Lenggong Museum and WHSs in the valley may not attractive in some aspects. Presentation in museum is nothing outstanding. It need much improvement. As latest WHS since 2012, government should do more thing here in near future.
My Penang friend and I drove to Lenggong town and finished the museum visit within 30 min. But officer told us to hire local guide to explore the archeological sites that a few kilometres away. All sites need 4WD vehicle, due to rough road condition.
I climbed 100metre high mountain to reach Perak Man cave and could not enter inside, they built metal gate and locked. Then went to other sites, all of them are empty. Some are the caves, some are the pits that completely dug by the archeologists.

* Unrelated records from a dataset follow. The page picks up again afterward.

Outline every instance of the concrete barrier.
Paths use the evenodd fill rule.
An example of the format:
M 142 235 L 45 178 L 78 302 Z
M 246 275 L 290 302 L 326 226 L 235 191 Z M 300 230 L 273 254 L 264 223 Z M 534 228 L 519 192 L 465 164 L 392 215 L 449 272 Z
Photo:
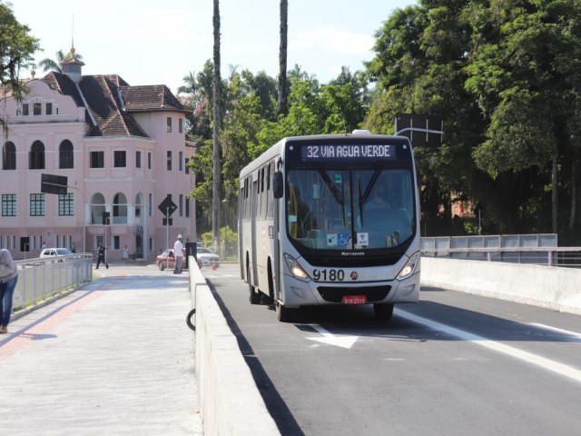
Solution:
M 581 314 L 581 270 L 422 257 L 421 283 Z
M 203 433 L 280 435 L 274 420 L 198 265 L 189 260 Z

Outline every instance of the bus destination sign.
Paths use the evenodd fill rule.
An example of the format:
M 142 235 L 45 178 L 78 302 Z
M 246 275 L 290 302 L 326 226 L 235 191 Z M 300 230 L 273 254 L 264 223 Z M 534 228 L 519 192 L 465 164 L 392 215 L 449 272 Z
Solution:
M 402 144 L 404 148 L 407 145 Z M 313 144 L 300 147 L 302 161 L 393 161 L 398 159 L 397 146 L 387 144 Z

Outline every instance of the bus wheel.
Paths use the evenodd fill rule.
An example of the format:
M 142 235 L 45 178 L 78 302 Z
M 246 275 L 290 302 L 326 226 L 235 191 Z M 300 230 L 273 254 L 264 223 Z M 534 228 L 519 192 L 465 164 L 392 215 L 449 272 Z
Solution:
M 261 303 L 261 292 L 257 292 L 254 291 L 254 286 L 252 286 L 251 284 L 248 285 L 248 289 L 251 292 L 251 298 L 250 298 L 250 302 L 251 304 L 260 304 Z
M 292 321 L 292 309 L 284 307 L 284 304 L 281 304 L 279 302 L 274 302 L 274 309 L 276 311 L 276 319 L 281 322 Z
M 248 290 L 251 292 L 249 301 L 251 304 L 260 304 L 261 303 L 261 293 L 257 292 L 254 290 L 254 286 L 251 284 L 251 267 L 246 265 L 246 279 L 248 280 Z
M 389 321 L 393 315 L 393 303 L 390 304 L 373 304 L 373 312 L 378 320 Z

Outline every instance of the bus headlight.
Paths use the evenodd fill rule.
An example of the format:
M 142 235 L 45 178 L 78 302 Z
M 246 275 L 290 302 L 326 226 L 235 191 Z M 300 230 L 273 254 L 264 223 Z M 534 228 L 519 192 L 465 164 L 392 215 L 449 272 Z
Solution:
M 310 277 L 309 274 L 302 269 L 302 267 L 299 264 L 297 260 L 292 257 L 290 254 L 284 253 L 284 260 L 287 263 L 287 266 L 289 270 L 290 270 L 290 273 L 295 279 L 302 280 L 303 282 L 308 282 Z
M 418 261 L 419 261 L 419 253 L 416 253 L 409 258 L 408 263 L 406 263 L 406 266 L 404 266 L 398 274 L 398 280 L 407 279 L 411 274 L 413 274 L 414 271 L 416 271 Z

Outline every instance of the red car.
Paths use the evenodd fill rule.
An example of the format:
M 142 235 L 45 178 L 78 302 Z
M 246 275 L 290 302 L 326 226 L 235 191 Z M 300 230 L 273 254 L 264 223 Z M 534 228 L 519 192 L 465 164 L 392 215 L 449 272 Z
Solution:
M 185 256 L 182 256 L 182 269 L 186 269 Z M 159 267 L 160 271 L 163 271 L 165 268 L 172 270 L 175 266 L 175 257 L 173 256 L 173 249 L 168 248 L 162 254 L 155 258 L 155 263 Z

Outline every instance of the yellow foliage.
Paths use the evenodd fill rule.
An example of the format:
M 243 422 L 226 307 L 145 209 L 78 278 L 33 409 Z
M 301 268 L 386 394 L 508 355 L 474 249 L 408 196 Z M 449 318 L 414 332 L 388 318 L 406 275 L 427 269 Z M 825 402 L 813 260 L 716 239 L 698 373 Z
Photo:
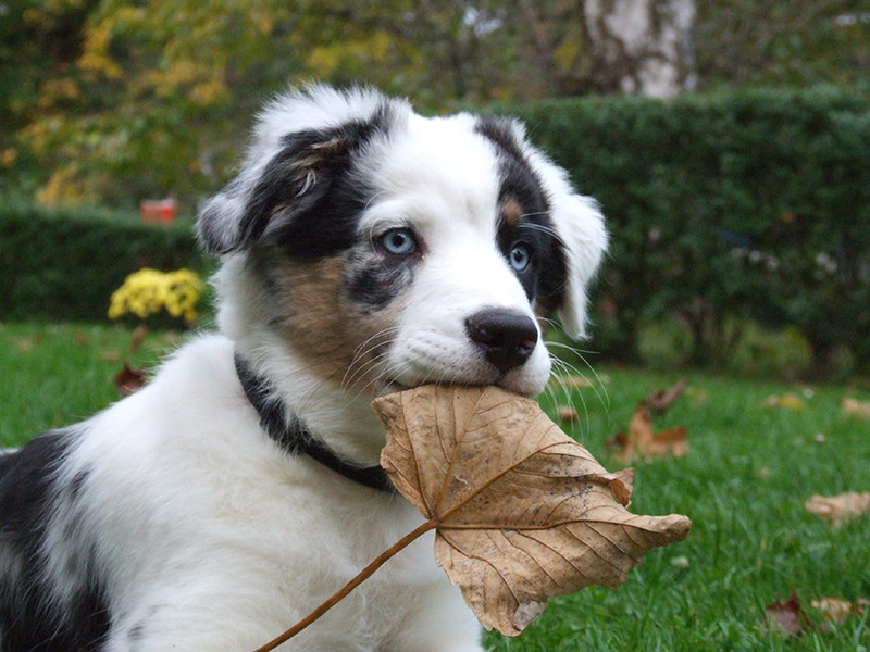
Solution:
M 108 21 L 90 27 L 85 35 L 78 66 L 86 73 L 101 73 L 107 79 L 121 78 L 124 71 L 109 53 L 111 45 L 112 32 Z
M 202 279 L 190 269 L 158 272 L 145 267 L 127 276 L 112 292 L 109 318 L 134 314 L 145 319 L 165 309 L 173 317 L 194 322 L 202 286 Z
M 318 77 L 328 77 L 348 63 L 384 63 L 395 49 L 389 33 L 378 29 L 369 38 L 313 48 L 306 63 Z
M 209 104 L 213 104 L 224 99 L 228 93 L 229 90 L 222 80 L 211 79 L 194 86 L 194 88 L 190 89 L 188 97 L 190 98 L 190 101 L 201 104 L 202 106 L 208 106 Z
M 61 100 L 77 100 L 80 96 L 78 84 L 70 77 L 46 79 L 40 88 L 37 106 L 44 110 L 50 109 Z
M 8 147 L 0 150 L 0 167 L 12 167 L 18 161 L 18 150 Z

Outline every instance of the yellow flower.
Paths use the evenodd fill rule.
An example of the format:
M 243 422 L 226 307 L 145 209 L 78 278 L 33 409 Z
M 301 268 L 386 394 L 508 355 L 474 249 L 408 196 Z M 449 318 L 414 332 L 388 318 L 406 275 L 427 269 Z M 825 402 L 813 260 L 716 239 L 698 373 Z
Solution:
M 194 322 L 202 287 L 202 279 L 190 269 L 159 272 L 144 267 L 127 276 L 124 284 L 112 292 L 109 318 L 134 314 L 145 319 L 165 310 L 173 317 Z

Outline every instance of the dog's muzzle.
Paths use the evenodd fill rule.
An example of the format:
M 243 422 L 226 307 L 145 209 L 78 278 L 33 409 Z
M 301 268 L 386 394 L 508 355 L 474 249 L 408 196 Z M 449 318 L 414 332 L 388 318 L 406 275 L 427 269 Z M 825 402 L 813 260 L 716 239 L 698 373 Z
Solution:
M 483 356 L 502 375 L 532 356 L 537 326 L 527 315 L 509 309 L 488 308 L 465 319 L 465 331 Z

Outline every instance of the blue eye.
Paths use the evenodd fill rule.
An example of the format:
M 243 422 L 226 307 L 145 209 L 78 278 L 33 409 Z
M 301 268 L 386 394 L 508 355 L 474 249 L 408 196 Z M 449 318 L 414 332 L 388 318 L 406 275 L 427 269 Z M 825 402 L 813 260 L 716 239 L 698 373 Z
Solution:
M 393 228 L 381 236 L 384 251 L 394 255 L 408 255 L 417 250 L 417 240 L 409 228 Z
M 514 272 L 525 272 L 531 260 L 532 254 L 525 244 L 514 244 L 508 254 L 508 262 Z

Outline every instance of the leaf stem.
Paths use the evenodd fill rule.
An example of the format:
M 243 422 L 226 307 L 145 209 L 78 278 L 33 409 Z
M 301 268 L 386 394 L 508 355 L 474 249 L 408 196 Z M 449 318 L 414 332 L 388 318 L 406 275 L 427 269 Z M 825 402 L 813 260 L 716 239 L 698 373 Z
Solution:
M 359 574 L 347 582 L 341 589 L 333 593 L 323 604 L 308 614 L 304 618 L 299 620 L 296 625 L 290 627 L 287 631 L 282 634 L 281 636 L 272 639 L 262 648 L 257 648 L 253 652 L 271 652 L 282 643 L 290 640 L 297 634 L 302 631 L 306 627 L 311 625 L 314 620 L 320 618 L 323 614 L 330 611 L 333 606 L 335 606 L 338 602 L 347 598 L 348 593 L 360 586 L 363 581 L 369 579 L 375 570 L 377 570 L 381 566 L 383 566 L 391 556 L 397 554 L 402 549 L 410 546 L 413 541 L 425 535 L 427 531 L 435 529 L 438 527 L 438 518 L 433 517 L 422 524 L 420 527 L 413 529 L 412 531 L 405 535 L 401 539 L 396 541 L 393 546 L 387 548 L 384 552 L 382 552 L 371 564 L 365 566 Z

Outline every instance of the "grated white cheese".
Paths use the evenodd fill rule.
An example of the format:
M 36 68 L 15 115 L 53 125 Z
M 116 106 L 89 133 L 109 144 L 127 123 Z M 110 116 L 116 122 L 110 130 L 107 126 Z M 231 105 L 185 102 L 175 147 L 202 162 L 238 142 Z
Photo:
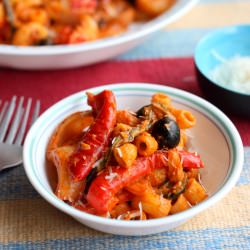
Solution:
M 210 72 L 211 80 L 225 88 L 250 94 L 250 56 L 235 56 L 225 60 L 216 54 L 216 58 L 221 64 Z

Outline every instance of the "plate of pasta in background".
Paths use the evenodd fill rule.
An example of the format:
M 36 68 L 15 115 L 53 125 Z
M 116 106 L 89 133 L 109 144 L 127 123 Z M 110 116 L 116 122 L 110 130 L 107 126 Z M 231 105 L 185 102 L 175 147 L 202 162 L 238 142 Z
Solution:
M 24 144 L 26 174 L 52 205 L 91 228 L 146 235 L 225 196 L 243 165 L 232 122 L 185 91 L 106 85 L 48 109 Z
M 197 0 L 2 0 L 0 66 L 61 69 L 117 56 Z

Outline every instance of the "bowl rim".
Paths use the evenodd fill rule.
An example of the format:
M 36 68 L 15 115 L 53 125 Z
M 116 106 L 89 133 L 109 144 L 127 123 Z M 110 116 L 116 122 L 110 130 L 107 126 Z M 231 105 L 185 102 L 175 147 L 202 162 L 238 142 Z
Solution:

Lenggong town is simple and Perak river run through it. The town is approx 30km from major city and 100km away from Ipoh capital of the state.
Switzerland/Peru - 04-Dec-12 -
Archaeological sites are my least favourite among the WHS. Simply because a whole where the found something important still remains a whole, as usually they remove all they find from the site and stuff it into a museum. Nevertheless I drove 2.5 hours from Penang to visit the site (mostly because I got the opportunity to tick one off the list the almost nobody saw so far). The highlight of this site seems to be the museum which shows the importance of this place. It's ok, but not a big deal. Further, the Perak man is not even there, but in KL. Despite the museum, there is not much to see. You can admire a few stones and a nice view over the beautiful valley, that's it. I really hope they will upgrade the accessibility of the site, but I highly doubt this will be a highlight on the list for fellow enthusiasts.
Site „visited” in August 2017. At the beginning I must warn all WHS fans – the highlight and the only place that provides any understanding of this site – Archeological Museum in Bukit Bunuh, as well as associated excavation area, is closed for renovation until further notice. Based on what I heard from the guard, the renovation works will last at least one more year.
As a result, my visit was limited to the excavation area of Bukit Jawa, which is located very close to the main road no. 76. Thanks to very precise coordinates provided on this site I was able to locate Bukit Jawa without any problems – although I cannot say it was worthwhile. Bukit Jawa is literally a hole in the ground (see photo) with a short description attached informing what was excavated in that hole. I tried to locate remaining sites, but could not find any signs – but based on others' reviews, they are not spectacular, too. That being said, I think there is no sence in visiting Lenggong Valley until the museum is reopened. For me the experience was comparable to visiting (in)famous Struve Arc monuments.
The site is very easily accessible with a rental car. From Penang it is less than 2 hours drive, Kuala Kangsar (with famous Sultan palace and the picturesque Ubudiah Mosque) is half and hour south. WHS fans may combine Lenggong Valley with Belum State Park, currently on Malaysian T-List, which is further north and is definitely worth visiting.